I promise you, if you do not learn to make your strings sing with very sparse or no reverb you will never learn it. Never in your life. Putting reverb sauce over it is the last step to plane the last few wrinkles but it does not deliver the structure.

Come on hbuus, don't be so lazy, shape the volume already. Lux knows exactly what he is talking about and why don't you follow his advice. And BTW messing with the release will not help you either.

Example coming in a minute.


----------



## JonFairhurst (Feb 14, 2009)

Hannes is right. Add shaping and manage the volume of each note. Also, don't be afraid of some overlap between notes. Right now, they sound separate, which makes them synthy. A bit of overlap makes the transition a bit messier, which is a cheap solution if the lib doesn't support legato.

One reason the reverb helps the sound, is that it's giving some artificial overlap between notes.

Don't add enough overlap to sound like reverb. Add just enough to make the playing more fluid. And only add it where legato is intended. Where there's no legato, you can add more separation between notes, or use a staccato patch.

The best solution is to get your controller set up so you can play the line live, and control CC11 for expression. (Some libs use CC1, the mod-wheel. Use whatever works.) If you get good at playing these things live and expressively, you will get a very good result quite quickly. But it takes practice. In general, you swell each note and quickly reduce the control during the transitions. The overlap (or non-overlap) between notes will eventually come naturally.

You can even do this in two passes. Record the playing on the first pass. Record CC11 on the second.

And don't be afraid to add a bit of reverb with this approach. If it's totally dry, you might get discouraged with the sterile sound. If it's a bit wet, you might feel more inspired and play more beautifully. But still check it out (at least somewhat) dry to see if there are any ugly moments that need fine tuning.

Best of luck.


----------



## hbuus (Feb 14, 2009)

Hannes & Jon, thanks for the advice, Jon, yours is very specific, I appreciate that a lot.

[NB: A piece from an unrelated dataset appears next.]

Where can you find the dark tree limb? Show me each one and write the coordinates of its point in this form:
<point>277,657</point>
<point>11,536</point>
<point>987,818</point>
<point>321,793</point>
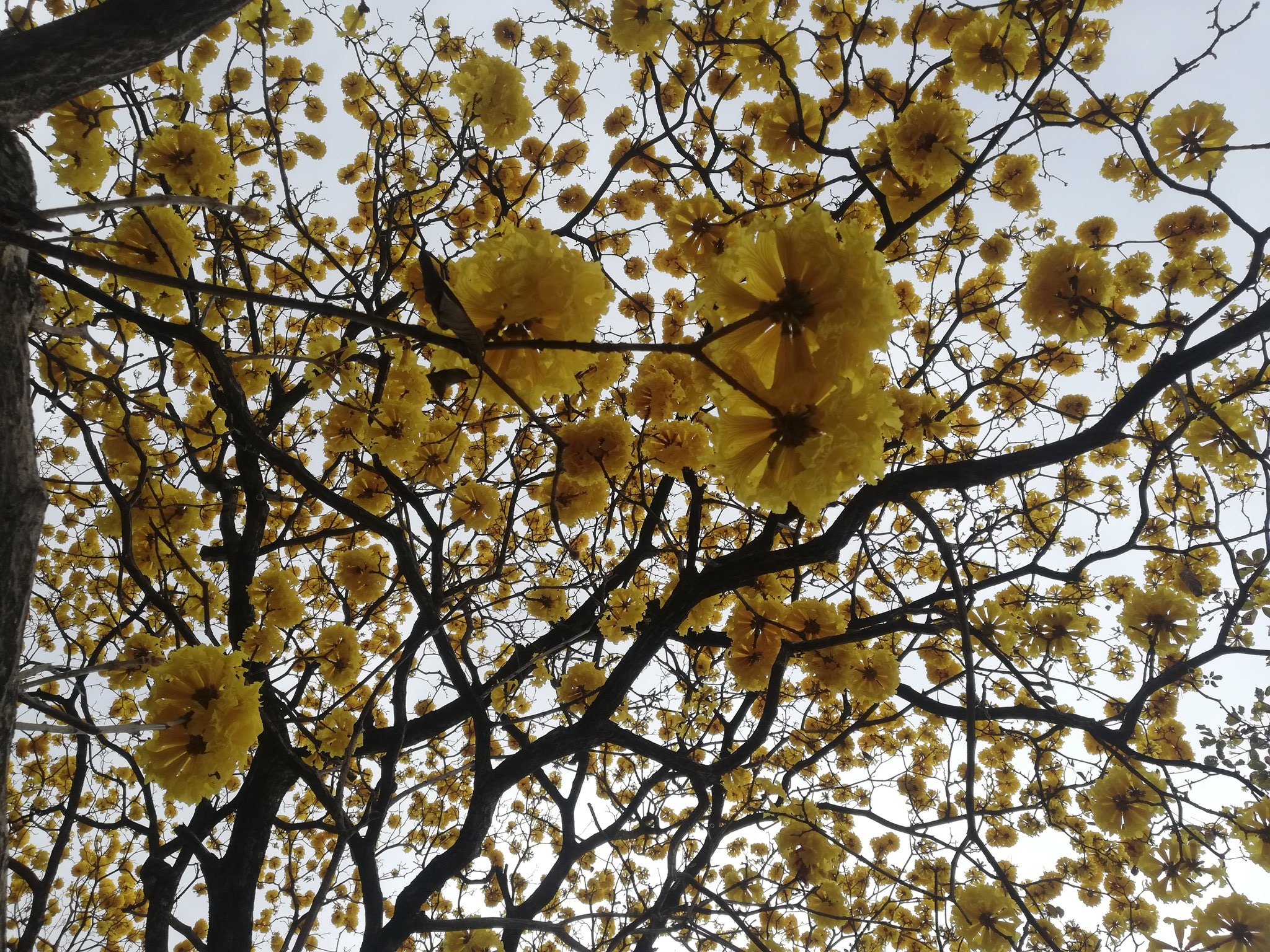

I did not fiddle with volume swells because doing so will take some experimenting on my part, and I'm too tired to do that tonight.

Adding a seperate track where the short notes got layered with staccato notes, and then applying some more reverb was something that I knew how to do quickly, that's why I did that earlier tonight.

I'm looking forward to experimenting with your advice tomorrow, when I am full of fresh energy again!

Hannes, looking forward to hearing your example.

Thanks again


----------



## bryla (Feb 14, 2009)

I never apply reverb, untill the programming is done. This helps me focus.


----------



## Hannes_F (Feb 14, 2009)

OK Henrik, here it is, first in a mix and then dry:

http://www.strings-on-demand.com/clients/hbuus_violins_3.mp3 (http://www.strings-on-demand.com/client ... lins_3.mp3)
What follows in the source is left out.